What we humans accomplish in time and space will always be a mixture of past, present, and future. Our past informs our present and our present informs our future, and at no point can one say--accurately, at least--that a success is but a point-in-time accomplishment. After all, how can anyone pinpoint the present? As soon as you think you're in the present, you're instantly looking back on what was the present (thanks, George Carlin!).
Eugen Rosenstock-Huessy, Peter J. Leithart,1 and Charles Williams (a friend of C.S. Lewis) are on the right track, I believe, when they talk about the phenomenon they call, variously and respectively, reciprocal habitation, perichoresis (or reciprocal penetration), and coinherence. In the phenomena of time, space, society, marriage, family, community, religion, and so much more, the whole kit and caboodle may be ONE, but the PARTS cohere in some way and to some extent with the whole. Put differently, there is unity in diversity, diversity in unity, and diversity in autonomy.

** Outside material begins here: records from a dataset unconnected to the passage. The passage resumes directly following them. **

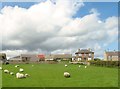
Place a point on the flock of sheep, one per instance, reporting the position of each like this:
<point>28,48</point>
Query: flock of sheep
<point>19,75</point>
<point>67,74</point>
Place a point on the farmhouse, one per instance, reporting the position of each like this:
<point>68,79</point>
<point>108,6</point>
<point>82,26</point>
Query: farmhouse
<point>41,57</point>
<point>15,59</point>
<point>29,58</point>
<point>111,55</point>
<point>84,55</point>
<point>58,57</point>
<point>3,58</point>
<point>25,58</point>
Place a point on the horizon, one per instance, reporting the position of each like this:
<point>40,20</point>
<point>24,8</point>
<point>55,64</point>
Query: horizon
<point>59,27</point>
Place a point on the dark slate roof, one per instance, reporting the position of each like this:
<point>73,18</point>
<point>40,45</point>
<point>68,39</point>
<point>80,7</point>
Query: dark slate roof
<point>59,56</point>
<point>113,53</point>
<point>84,51</point>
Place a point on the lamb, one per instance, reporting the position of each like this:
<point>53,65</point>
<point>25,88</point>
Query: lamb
<point>20,75</point>
<point>66,74</point>
<point>6,71</point>
<point>27,75</point>
<point>65,65</point>
<point>0,68</point>
<point>21,70</point>
<point>16,65</point>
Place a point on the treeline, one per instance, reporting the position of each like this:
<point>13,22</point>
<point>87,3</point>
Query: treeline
<point>105,63</point>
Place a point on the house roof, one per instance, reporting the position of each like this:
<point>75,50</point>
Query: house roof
<point>41,56</point>
<point>84,51</point>
<point>113,53</point>
<point>59,56</point>
<point>31,56</point>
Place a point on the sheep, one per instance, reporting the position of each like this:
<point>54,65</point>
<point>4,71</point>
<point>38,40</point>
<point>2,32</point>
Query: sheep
<point>20,75</point>
<point>16,66</point>
<point>65,65</point>
<point>6,71</point>
<point>0,68</point>
<point>11,73</point>
<point>27,75</point>
<point>21,70</point>
<point>66,74</point>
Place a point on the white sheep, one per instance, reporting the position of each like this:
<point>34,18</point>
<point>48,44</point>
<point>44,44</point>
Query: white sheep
<point>27,75</point>
<point>0,68</point>
<point>65,65</point>
<point>6,71</point>
<point>16,65</point>
<point>20,75</point>
<point>66,74</point>
<point>11,73</point>
<point>21,70</point>
<point>32,65</point>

Just at the very moment you begin to think of yourself as an autonomous critter--a virtual island, you also begin to realize (if you're honest with yourself and humble) how all the experiences, relationships, teachers, books, relatives (especially parents), failures, and successes have made you what you are today. We may be autonomous in the sense that each human being possesses an "irreducible otherness"2, but by the same token, each of us is indwelt mutually by each other, and that includes the past, the present, and the future. Can an individual ever be truly autonomous? (Well, perhaps only in death!)
What, Then, Inhabits the Middle Ground Between Failure and Success?
Here are some suggestions:
headway toward success
progress away from failure and toward success
a modicum of success
gradations of success
segue to success
the interpenetration of the failures of the past and partial successes of the present
coinherence of failure and success
Take your pick.
Is there a single word for that middle ground? I cannot think of one offhand. That does not mean there isn't one, however! A little help, please!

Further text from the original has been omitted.